Limitations & Future Work¶

Training costs remain high (32× A100, 7 days), making rapid iteration difficult.
The design relies on CogVideoX's latent space; scalability to higher resolutions or longer sequences remains to be validated.
Metric depth for real-world data depends on the accuracy of VideoDepthAnything and MegaSaM, introducing the risk of error propagation.
The current framework only supports generation from a single image; extension to multi-view input conditioning is worth exploring.
Motion is represented as simple displacement + rotation + scale deformation, which may be insufficient for topological changes (e.g., object appearance or disappearance).

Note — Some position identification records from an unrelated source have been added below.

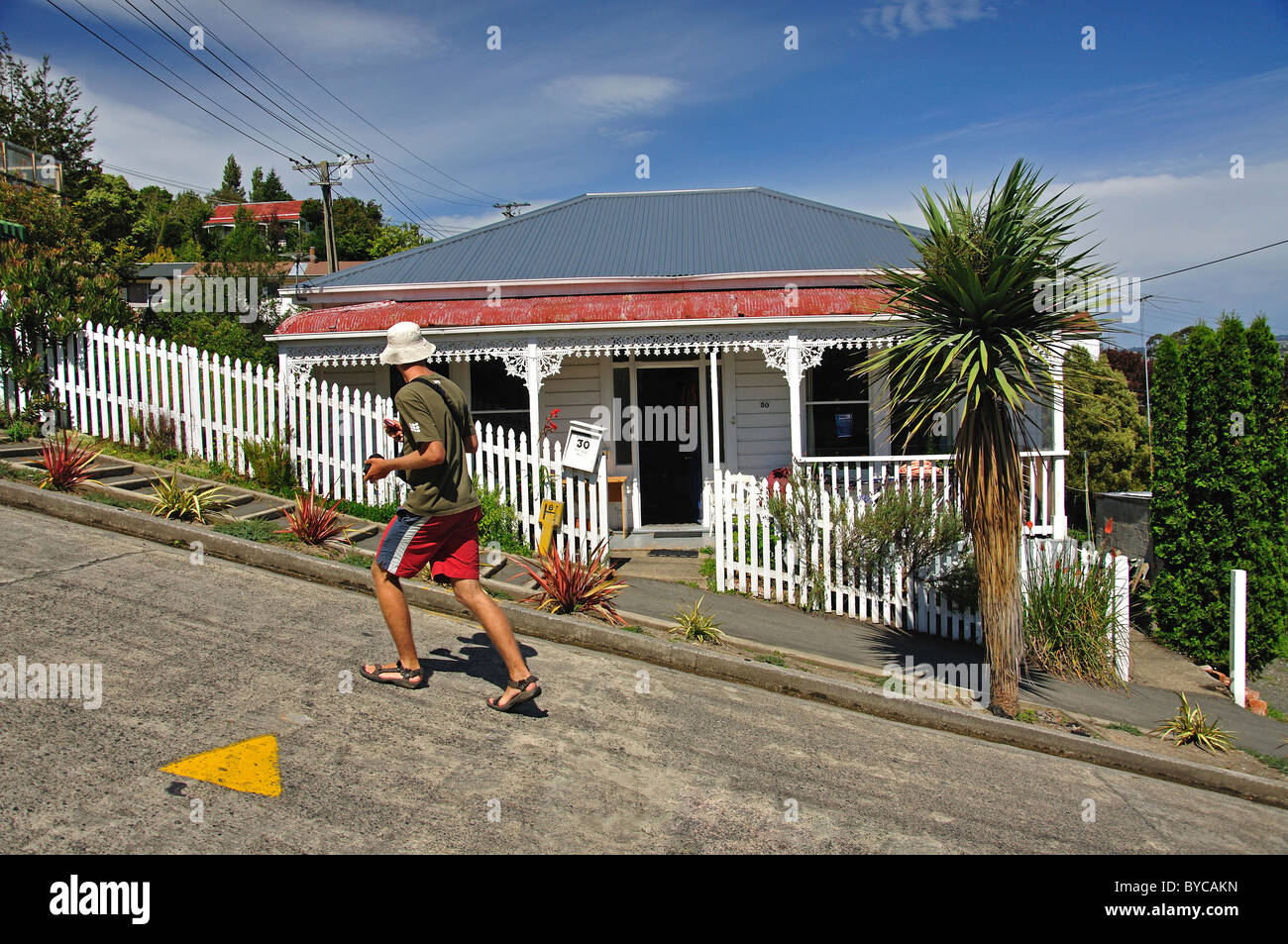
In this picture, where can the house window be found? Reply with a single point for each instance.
(497, 398)
(836, 406)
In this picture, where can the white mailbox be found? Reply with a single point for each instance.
(581, 449)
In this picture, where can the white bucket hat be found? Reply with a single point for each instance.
(404, 346)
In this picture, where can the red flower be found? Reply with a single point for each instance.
(550, 421)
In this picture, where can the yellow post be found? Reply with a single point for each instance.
(552, 511)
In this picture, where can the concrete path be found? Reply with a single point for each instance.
(196, 656)
(870, 644)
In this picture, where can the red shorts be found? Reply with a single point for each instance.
(450, 543)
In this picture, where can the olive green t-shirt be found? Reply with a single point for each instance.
(446, 488)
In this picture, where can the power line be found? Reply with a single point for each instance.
(188, 52)
(217, 104)
(155, 178)
(357, 146)
(361, 117)
(145, 68)
(352, 146)
(1190, 268)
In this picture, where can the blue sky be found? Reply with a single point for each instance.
(1144, 125)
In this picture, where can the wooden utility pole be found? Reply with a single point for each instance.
(325, 179)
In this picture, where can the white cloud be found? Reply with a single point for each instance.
(627, 140)
(613, 94)
(1157, 223)
(300, 27)
(914, 17)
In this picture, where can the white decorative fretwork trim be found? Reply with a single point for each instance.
(553, 349)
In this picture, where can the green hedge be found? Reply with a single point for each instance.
(1220, 491)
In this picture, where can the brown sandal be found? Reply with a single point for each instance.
(524, 694)
(404, 682)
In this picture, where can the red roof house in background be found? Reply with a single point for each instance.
(282, 210)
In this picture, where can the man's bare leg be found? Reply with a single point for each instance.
(498, 630)
(393, 607)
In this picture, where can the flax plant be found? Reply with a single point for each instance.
(974, 338)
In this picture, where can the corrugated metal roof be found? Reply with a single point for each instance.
(572, 309)
(162, 269)
(649, 235)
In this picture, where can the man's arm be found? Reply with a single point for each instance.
(426, 455)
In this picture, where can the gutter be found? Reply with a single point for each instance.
(617, 326)
(682, 657)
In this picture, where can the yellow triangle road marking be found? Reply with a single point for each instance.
(249, 767)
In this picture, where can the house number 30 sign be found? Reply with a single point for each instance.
(581, 450)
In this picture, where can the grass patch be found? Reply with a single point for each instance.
(1125, 726)
(250, 530)
(134, 505)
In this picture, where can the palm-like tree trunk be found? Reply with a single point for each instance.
(988, 467)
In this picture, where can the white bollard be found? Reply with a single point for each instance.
(1237, 634)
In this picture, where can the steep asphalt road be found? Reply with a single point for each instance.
(200, 656)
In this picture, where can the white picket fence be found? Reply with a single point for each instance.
(754, 558)
(868, 475)
(107, 377)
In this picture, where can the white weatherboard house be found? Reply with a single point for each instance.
(704, 329)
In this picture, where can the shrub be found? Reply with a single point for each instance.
(697, 626)
(1069, 617)
(960, 582)
(65, 463)
(500, 524)
(1220, 489)
(368, 513)
(797, 509)
(21, 430)
(1103, 420)
(570, 586)
(193, 504)
(270, 463)
(314, 520)
(909, 526)
(155, 433)
(1189, 725)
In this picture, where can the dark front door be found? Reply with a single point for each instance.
(670, 445)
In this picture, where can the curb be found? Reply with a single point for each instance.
(678, 656)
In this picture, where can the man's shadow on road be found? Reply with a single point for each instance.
(478, 660)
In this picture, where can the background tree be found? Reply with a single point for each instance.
(357, 223)
(974, 335)
(230, 191)
(1131, 365)
(394, 239)
(1103, 420)
(265, 189)
(44, 116)
(53, 282)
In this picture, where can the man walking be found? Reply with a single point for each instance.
(437, 524)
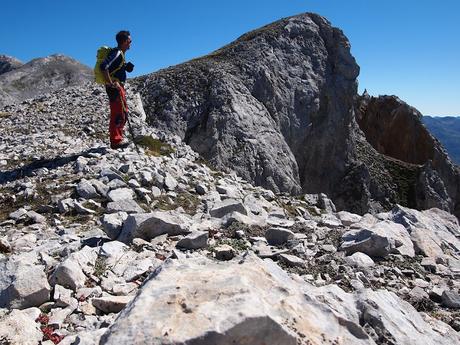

CogVideoX serves as the video diffusion backbone, demonstrating the potential of video generation priors for 3D understanding.
The combination of 3DGS and deformation fields provides high-quality, real-time rendering for dynamic scenes.
The progressive training strategy (static → high-resolution → dynamic) represents effective engineering practice for complex tasks.
The framework is extensible to downstream applications such as robotics simulation and VR/AR content creation.

Rating¶

Novelty: ⭐⭐⭐⭐⭐ — First feed-forward 4D generation framework unifying diffusion models with deformable 3DGS.
Experimental Thoroughness: ⭐⭐⭐⭐ — Multi-dimensional evaluation is comprehensive, though comparisons with more feed-forward 4D methods are lacking.
Writing Quality: ⭐⭐⭐⭐ — Well-structured with detailed method descriptions.
Value: ⭐⭐⭐⭐⭐ — Substantial efficiency gains with strong practical utility.